In Italy, since the financial crisis, our duty as policy makers has been stabilising a high public debt while bringing the economy out of sluggish or negative growth and The Narrow Path is an image of the difficulties we are facing and the goals we are achieving. Here we update periodically a professional audience about the evolution of structural conditions affecting the economic activity in the country.
On this issue (no. 10)
FOREIGN INVESTORS REWARD ITALY’S REFORM EFFORT
The AT Kearney Foreign Direct Investment (FDI) Confidence index 2018 ranks our country among its top ten investment destinations. Italy has moved up three positions since last year’s ranking, a few years ago it was not even included in the Index.
Foreign investment, in its broadest definition, has indeed picked up in Italy: multinational corporations have invested in green/brownfield projects (Audi in Modena, GE in Turin, Hitachi in Tuscany/Southern Italy, Novartis near Naples); institutional funds have flowed back into Italian equity and fixed income markets; alternative funds are scaling up business in Italy.

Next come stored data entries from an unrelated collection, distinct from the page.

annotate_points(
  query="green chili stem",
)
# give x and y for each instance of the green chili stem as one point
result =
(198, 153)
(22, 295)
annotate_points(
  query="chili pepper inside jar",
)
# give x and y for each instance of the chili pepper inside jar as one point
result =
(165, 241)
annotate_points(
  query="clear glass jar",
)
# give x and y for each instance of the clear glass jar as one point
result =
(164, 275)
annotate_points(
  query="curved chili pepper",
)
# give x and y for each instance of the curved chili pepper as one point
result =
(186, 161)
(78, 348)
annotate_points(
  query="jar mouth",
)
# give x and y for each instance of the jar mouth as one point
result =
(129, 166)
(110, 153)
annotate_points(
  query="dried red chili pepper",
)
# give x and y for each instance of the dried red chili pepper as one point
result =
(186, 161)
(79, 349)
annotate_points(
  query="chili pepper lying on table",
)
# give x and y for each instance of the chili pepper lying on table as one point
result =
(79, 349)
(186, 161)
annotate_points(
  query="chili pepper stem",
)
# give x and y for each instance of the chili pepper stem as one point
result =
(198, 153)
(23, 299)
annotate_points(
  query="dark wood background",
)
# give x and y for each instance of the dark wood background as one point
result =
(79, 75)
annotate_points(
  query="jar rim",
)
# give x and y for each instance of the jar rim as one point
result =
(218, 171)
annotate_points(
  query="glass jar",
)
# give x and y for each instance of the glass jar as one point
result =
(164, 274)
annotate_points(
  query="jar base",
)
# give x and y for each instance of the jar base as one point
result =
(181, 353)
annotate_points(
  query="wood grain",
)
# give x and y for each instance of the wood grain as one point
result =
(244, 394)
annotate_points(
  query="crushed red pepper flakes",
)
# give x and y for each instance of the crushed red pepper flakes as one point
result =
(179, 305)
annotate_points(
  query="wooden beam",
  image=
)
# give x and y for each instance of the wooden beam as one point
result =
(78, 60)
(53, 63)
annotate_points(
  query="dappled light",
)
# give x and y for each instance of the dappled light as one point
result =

This did not happen by chance.
Starting from "Destinazione Italia", a comprehensive plan adopted in 2013 to attract foreign investment, Italian Governments have worked hard to improve the country’s business environment. A better business environment attracts foreign investors and is a boost for Italian companies: what is good for international investors is good for Italian entrepreneurs.
The effort has been part of a structural reform programme which led to a labour market overhaul, a reform of the banking sector, modernisation of the tax administration system and other key initiatives. All these measures have been implemented as part of a fiscal policy framework that is in line with European rules and Italy’s EU commitments and has enabled the Government to reduce taxation, especially corporate taxes, such as the labour tax wedge and the corporate tax rate that passed from 27.5 to 24 per cent. Today the effective tax rate for Italian businesses is well below the European average.
The key to attract investment is providing certainty and clarity on rules, procedures and timeframes.
Thanks to the 2015 Jobs Act, Italy experienced a dramatic reduction in employment contract litigation as well as dismissals. A new framework is now in place for employment contracts and for severance pay with statutory caps, which has made life easier for employees and employers alike. This reform package, including tax incentives for companies hiring employees with permanent employment contracts, has produced tangible results through the creation of more than a million jobs and has become an international benchmark.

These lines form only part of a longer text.